Easy Proof Adjoint(Compact)=Compact

What you're asking about is called Schauder's theorem.

An operator $T: X \to Y$ is compact if and only if $T^{\ast}: Y^{\ast} \to X^{\ast}$ is compact.

I'm using the following definition of compactness: An operator $T: X \to Y$ between Banach spaces is compact if and only if every sequence $(x_{n}) \subset B_{X}$ in the unit ball of $X$ has a subsequence $(x_{n_{j}})$ such that $(Tx_{n_j})$ converges. This implies that $K = \overline{T(B_{X})} \subset Y$ is compact, as it is sequentially compact and metric. Now let $(\phi_{n}) \subset B_{Y^{\ast}}$ be any sequence and we want to show that $(T^{\ast}\phi_{n})$ has a convergent subsequence. Observe that the sequence $f_{n} = \phi_{n}|_{K}$ in $C(K)$ is bounded and equicontinuous, so by the theorem of Arzelà-Ascoli, the sequence $(f_{n})$ has a convergent subsequence $(f_{n_{j}})$ in $C(K)$. Now observe $$\|T^{\ast}\phi_{n_i} - T^{\ast}\phi_{n_{j}}\| = \sup_{x \in B_{X}} \|\phi_{n_i}(Tx) - \phi_{n_j}(Tx)\| = \sup_{k \in K} |f_{n_i}(k) - f_{n_j}(k)|$$
where the last equality follows from the fact that $T(B_{X})$ is dense in $K$. But this means that $(T^{\ast}\phi_{n_j})$ is a Cauchy sequence in $X^{\ast}$, hence it converges.

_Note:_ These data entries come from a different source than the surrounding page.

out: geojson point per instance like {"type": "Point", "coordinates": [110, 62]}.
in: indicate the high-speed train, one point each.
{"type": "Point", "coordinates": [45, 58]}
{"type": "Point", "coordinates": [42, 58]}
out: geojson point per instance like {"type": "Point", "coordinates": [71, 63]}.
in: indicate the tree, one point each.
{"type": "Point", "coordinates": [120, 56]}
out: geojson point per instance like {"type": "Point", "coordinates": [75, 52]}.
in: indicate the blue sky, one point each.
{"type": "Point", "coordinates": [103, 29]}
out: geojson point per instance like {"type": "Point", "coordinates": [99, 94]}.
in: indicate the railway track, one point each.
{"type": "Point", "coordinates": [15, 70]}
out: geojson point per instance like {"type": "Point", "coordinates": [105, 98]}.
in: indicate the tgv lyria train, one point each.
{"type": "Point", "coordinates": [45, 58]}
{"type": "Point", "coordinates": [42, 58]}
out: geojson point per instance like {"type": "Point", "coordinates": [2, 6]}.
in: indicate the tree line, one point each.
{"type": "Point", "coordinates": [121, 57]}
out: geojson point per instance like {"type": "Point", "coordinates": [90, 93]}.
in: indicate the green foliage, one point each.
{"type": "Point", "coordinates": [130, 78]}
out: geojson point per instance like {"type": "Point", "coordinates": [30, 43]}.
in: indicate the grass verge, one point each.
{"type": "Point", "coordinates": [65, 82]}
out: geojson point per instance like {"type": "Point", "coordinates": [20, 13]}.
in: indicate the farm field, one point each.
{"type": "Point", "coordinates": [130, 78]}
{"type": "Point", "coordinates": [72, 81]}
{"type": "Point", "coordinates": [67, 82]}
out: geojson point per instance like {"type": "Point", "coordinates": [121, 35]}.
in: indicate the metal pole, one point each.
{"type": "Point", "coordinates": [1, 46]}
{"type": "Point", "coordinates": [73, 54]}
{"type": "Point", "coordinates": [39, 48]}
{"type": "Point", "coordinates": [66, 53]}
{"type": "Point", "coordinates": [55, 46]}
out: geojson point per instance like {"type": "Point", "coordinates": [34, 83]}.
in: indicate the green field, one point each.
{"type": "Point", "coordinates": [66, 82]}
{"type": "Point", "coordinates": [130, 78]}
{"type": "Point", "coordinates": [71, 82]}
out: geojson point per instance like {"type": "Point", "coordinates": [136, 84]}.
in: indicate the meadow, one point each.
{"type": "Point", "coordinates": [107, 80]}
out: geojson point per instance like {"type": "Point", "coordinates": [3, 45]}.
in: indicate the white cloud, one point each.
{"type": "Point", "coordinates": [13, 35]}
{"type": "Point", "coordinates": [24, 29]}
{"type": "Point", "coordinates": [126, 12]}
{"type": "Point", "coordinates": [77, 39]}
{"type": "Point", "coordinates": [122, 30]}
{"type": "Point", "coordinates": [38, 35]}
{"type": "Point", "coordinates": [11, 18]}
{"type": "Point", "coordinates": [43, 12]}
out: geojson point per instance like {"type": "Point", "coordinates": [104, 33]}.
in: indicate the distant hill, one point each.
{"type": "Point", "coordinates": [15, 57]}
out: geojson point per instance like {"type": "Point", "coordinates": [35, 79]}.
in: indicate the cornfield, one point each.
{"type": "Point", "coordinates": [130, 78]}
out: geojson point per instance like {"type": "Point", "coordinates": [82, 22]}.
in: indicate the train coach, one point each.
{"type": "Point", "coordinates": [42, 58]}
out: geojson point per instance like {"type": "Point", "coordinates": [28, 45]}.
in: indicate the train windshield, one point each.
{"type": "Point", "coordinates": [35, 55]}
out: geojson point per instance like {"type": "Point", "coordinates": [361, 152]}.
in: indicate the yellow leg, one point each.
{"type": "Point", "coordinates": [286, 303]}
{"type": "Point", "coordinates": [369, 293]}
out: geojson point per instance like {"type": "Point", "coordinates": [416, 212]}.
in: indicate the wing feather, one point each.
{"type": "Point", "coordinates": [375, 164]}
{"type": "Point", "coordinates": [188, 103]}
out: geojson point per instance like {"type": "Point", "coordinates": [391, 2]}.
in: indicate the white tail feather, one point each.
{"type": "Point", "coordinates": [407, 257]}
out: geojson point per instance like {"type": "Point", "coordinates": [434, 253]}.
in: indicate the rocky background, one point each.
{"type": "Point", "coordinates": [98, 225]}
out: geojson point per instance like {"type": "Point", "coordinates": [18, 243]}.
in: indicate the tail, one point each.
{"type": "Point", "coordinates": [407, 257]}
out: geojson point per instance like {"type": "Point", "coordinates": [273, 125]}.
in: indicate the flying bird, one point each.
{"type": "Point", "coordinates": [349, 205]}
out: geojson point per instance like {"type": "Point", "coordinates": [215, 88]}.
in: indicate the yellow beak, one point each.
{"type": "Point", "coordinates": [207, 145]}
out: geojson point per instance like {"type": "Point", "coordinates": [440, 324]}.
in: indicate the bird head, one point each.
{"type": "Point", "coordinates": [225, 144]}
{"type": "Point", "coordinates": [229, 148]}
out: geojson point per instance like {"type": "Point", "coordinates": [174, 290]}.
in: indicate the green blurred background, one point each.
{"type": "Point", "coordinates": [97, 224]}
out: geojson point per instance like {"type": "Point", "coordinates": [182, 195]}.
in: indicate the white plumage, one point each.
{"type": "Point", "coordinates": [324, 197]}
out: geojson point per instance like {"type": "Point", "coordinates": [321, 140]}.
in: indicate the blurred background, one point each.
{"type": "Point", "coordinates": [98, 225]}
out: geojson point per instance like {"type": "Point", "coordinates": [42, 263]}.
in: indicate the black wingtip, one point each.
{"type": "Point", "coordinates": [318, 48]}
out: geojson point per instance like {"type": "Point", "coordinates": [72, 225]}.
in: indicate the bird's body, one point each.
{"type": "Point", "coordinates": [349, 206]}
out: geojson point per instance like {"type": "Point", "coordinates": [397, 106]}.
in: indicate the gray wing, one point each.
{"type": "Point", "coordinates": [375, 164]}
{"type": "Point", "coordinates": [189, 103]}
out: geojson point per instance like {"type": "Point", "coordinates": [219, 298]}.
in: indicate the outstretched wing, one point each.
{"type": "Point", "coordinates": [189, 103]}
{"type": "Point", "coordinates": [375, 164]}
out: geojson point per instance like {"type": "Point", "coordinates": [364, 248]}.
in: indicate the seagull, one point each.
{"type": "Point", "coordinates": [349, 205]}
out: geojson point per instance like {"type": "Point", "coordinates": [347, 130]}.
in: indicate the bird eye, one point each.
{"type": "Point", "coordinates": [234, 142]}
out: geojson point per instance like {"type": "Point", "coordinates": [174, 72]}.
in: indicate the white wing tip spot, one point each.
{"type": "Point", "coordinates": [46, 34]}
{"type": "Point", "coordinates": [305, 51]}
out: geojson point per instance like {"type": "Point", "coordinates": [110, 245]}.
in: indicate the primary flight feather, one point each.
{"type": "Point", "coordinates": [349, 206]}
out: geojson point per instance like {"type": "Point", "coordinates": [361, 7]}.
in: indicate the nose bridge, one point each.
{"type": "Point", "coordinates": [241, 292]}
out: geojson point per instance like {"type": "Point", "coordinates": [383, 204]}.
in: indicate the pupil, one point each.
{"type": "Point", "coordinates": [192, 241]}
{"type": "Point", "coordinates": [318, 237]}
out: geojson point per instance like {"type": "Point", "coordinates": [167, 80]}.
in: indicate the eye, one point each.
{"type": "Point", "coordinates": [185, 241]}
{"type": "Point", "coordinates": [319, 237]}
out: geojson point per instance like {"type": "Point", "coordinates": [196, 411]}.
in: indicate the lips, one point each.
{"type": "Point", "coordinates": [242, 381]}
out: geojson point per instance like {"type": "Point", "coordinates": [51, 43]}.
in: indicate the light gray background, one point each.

I leave the other implication as well as the translation to the Hilbert adjoint to you as an exercise.


Since $H$ is a Hilbert space, I will give another proof using this property.

Assume $T$ is compact and let $(x_n)_{n\in\mathbb{N}}$ be a bounded sequence. As it is bounded, we can construct a weakly convergent subsequence, call it $(x_n)_n$ again in abuse of notation, such that $x_n\to x$ weakly as $n\to\infty$. Now, we want to show that $T^\ast x_n \to T^\ast x$ strongly. Note that $$\begin{aligned}\|T^\ast (x_n - x) \|^2 &= \langle T^\ast (x_n - x), T^\ast (x_n - x)\rangle=\langle x_n - x , T T^\ast (x_n - x)\rangle \\ &\leq \|x_n-x\| \|T T^\ast (x_n - x)\|\leq C \|T T^\ast (x_n - x)\|,\end{aligned}$$ where we used that a weak convergent sequence is bounded. It suffices to show that $T T^\ast (x_n - x)\to 0 $ strongly as $n\to\infty$. For this, note that $T T^* (x_n - x ) \to 0 $ weakly as $T T^*$ is continuous (in the strong and thus also in the weak topology). Since $T$ is a compact operator and limits are unique we also now that $T T^\ast (x_n - x)\to 0 $ as $n\to\infty$, which concludes the proof.